In the apparatus disclosed in the above-noted patents, a tube of material is first divided into a series of contiguous bags or pouches sealed from each other along their adjacent sides but interconnected through a continuous tubular portion which initially forms a common top for all of the bags or pouches. The tubular portion of this web is drawn along an elongated filling pipe having discharge ports at one end from which material is poured into each successive bag, with this processing line being tilted upwardly so that excess material in one bag will spill over into the adjacent following bag. After each bag is filled, it is sealed across the top and severed from the tubular portion as a separate, filled and sealed package. One problem associated with this filling system results from residual product coating the inner upper sides of the pouches as product flows from one pouch to a following pouch, which can interfere with a proper seal being formed at the top of the pouches.

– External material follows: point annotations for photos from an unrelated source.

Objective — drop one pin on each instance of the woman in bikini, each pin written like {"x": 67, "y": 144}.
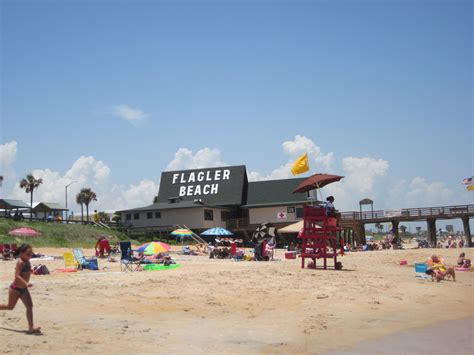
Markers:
{"x": 19, "y": 288}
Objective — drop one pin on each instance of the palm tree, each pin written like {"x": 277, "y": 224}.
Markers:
{"x": 379, "y": 227}
{"x": 87, "y": 197}
{"x": 30, "y": 183}
{"x": 80, "y": 201}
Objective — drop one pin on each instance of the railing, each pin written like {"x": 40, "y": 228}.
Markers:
{"x": 410, "y": 213}
{"x": 236, "y": 223}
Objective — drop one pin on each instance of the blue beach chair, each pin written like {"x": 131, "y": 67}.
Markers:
{"x": 83, "y": 262}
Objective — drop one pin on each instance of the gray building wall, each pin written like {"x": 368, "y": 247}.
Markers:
{"x": 270, "y": 214}
{"x": 191, "y": 217}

While the apparatus and methods disclosed in the above-noted patents have proven successful for their intended purpose of successively filling pouches under aseptic conditions, the prior art apparatus and methods rely largely upon the physical characteristics of the pouches being filled and/or controlled opening and closing of dispensing ports, as well as the speed of the pouches as they are conveyed along the filling pipe, in order to ensure that a consistent mass or weight of material is packaged within each of the pouches. For example, the apparatus disclosed in U.S. Pat. No. 4,893,453 includes a shuttle plate to control filling through two apertures. The shuttle plate is actuated by an air cylinder operating under control of an electrosolenoid, and actuation occurs in response to a photocell sensor sensing the separation between pouches. However, the pouches are flexible such that a certain amount of deviation occurs in the sensed spacing between pouches, and operation of the shuttle plate based solely on the sensing of the pouches has therefore resulted in variations in the uniformity of the pouch content weight.
Consequently, there is a need for a packaging apparatus and method whereby a fluent material may be aseptically packaged in successive pouches and wherein there is very little variation in the mass or weight from pouch to pouch.